Ke Haopeng, Xu Anning, Zhou Haofeng, Chen Junnian, Wu Wenjing, He Qian, Cao Huanyi
Department of Endocrinology, Guangdong Provincial People's Hospital (Guangdong Academy of Medical Sciences), Southern Medical University, Guangzhou, China; Guangdong Cardiovascular Institute, Guangdong Provincial People's Hospital, Guangdong Academy of Medical Sciences, Guangzhou 510000, China.
Guangdong Cardiovascular Institute, Guangdong Provincial People's Hospital, Guangdong Academy of Medical Sciences, Guangzhou 510000, China.
J Affect Disord. 2025 Oct 15;387:119494. doi: 10.1016/j.jad.2025.119494. Epub 2025 May 27.
The incidence of cardiovascular metabolic diseases (CMD) is increasing, and depression in CMD patients significantly impacts prognosis. Therefore, this study aimed to develop and validate a predictive model for depression in CMD patients using machine learning methods.
The study utilized data from the Survey of Health, Ageing, and Retirement in Europe (SHARE) for model derivation and internal validation, and data from the China Health and Retirement Longitudinal Study (CHARLS) for external validation. Logistic Regression, K-nearest neighbors, Support Vector Machine, Random Forest, Gradient Boosting Machine (GBM), and Light Gradient Boosting Machine were used to construct depression prediction models. The model performance was assessed mainly using area under the receiver operator characteristic curve (AUC), brier score, calibration plots and decision curve analysis (DCA). Model interpretations were generated using the Shapley additive explanations (SHAP) method.

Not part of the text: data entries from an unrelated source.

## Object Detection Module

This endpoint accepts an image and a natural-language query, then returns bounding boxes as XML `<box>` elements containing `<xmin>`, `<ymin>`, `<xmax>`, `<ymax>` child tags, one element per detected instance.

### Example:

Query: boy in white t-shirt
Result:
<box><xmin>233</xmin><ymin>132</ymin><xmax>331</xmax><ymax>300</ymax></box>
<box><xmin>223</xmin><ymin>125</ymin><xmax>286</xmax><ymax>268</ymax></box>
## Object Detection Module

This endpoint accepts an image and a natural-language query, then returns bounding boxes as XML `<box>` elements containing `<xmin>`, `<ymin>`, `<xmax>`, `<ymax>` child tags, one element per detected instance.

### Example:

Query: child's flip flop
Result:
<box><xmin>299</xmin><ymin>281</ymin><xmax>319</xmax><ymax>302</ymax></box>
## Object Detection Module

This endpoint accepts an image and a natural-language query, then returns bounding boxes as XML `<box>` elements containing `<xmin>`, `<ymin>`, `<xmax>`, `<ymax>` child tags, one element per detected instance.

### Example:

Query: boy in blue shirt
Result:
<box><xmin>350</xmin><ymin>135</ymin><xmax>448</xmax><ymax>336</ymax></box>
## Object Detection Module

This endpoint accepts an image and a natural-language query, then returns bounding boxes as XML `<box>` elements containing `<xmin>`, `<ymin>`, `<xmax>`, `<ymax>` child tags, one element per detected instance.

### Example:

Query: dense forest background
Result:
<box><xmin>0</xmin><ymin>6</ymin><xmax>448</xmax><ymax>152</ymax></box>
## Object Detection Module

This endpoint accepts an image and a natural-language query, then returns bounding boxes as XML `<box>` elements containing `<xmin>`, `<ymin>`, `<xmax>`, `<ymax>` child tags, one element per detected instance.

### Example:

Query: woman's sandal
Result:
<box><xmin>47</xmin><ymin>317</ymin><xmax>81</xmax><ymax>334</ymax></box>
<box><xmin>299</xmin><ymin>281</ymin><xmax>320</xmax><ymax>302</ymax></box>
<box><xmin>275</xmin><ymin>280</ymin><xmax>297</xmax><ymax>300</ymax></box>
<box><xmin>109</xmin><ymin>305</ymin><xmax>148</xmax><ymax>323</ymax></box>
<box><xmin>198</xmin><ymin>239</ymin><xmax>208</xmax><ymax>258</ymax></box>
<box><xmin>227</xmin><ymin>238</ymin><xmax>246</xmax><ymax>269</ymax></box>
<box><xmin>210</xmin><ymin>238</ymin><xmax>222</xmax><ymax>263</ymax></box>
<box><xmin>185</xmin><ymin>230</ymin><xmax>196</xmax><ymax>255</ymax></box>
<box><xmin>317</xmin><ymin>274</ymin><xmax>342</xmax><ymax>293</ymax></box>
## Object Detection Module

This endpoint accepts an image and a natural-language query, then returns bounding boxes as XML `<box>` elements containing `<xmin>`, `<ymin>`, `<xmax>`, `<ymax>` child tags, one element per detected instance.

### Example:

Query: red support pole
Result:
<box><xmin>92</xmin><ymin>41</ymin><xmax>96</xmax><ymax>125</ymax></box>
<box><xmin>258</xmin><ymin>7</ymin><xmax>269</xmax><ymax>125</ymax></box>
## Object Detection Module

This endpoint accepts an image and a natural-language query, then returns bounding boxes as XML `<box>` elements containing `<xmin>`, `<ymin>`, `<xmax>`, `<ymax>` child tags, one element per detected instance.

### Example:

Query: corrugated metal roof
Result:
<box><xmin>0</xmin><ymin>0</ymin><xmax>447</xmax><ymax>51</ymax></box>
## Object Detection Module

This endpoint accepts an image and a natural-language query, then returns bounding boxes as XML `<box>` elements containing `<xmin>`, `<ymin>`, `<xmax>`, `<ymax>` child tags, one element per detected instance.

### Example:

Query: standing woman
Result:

Among the 14,884 participants in SHARE and 1128 in CHARLS, 5456 and 474 had depression, respectively. The Gradient Boosting Machine (GBM) model demonstrated the best performance in terms of discrimination and calibration, with an AUC of 0.823 in the external validation cohort, and the DCA also verified that the GBM model had the best clinical practicality. The SHAP method revealed that trouble sleep, life satisfaction and loneliness were the top 3 predictors of depression. For the convenience of clinicians, we developed a clinical support system based on GBM model.
We integrated the GBM model into a clinical support system which could assist clinicians in early identifying CMD patients at high risk for depression.
心血管代谢疾病(CMD)的发病率正在上升,CMD患者的抑郁显著影响预后。因此,本研究旨在使用机器学习方法开发并验证CMD患者抑郁的预测模型。
本研究利用欧洲健康、老龄化和退休调查(SHARE)的数据进行模型推导和内部验证,并利用中国健康与养老追踪调查(CHARLS)的数据进行外部验证。使用逻辑回归、K近邻、支持向量机、随机森林、梯度提升机(GBM)和轻量级梯度提升机构建抑郁预测模型。主要使用受试者工作特征曲线下面积(AUC)、布里尔评分、校准图和决策曲线分析(DCA)评估模型性能。使用夏普利值加法解释(SHAP)方法生成模型解释。
在SHARE的14884名参与者和CHARLS的1128名参与者中,分别有5456名和474名患有抑郁症。梯度提升机(GBM)模型在区分度和校准方面表现最佳,在外部验证队列中的AUC为0.823,DCA也证实GBM模型具有最佳的临床实用性。SHAP方法显示,睡眠障碍、生活满意度和孤独感是抑郁症的前三大预测因素。为方便临床医生,我们基于GBM模型开发了一个临床支持系统。
我们将GBM模型整合到一个临床支持系统中,该系统可以帮助临床医生早期识别有抑郁高风险的CMD患者。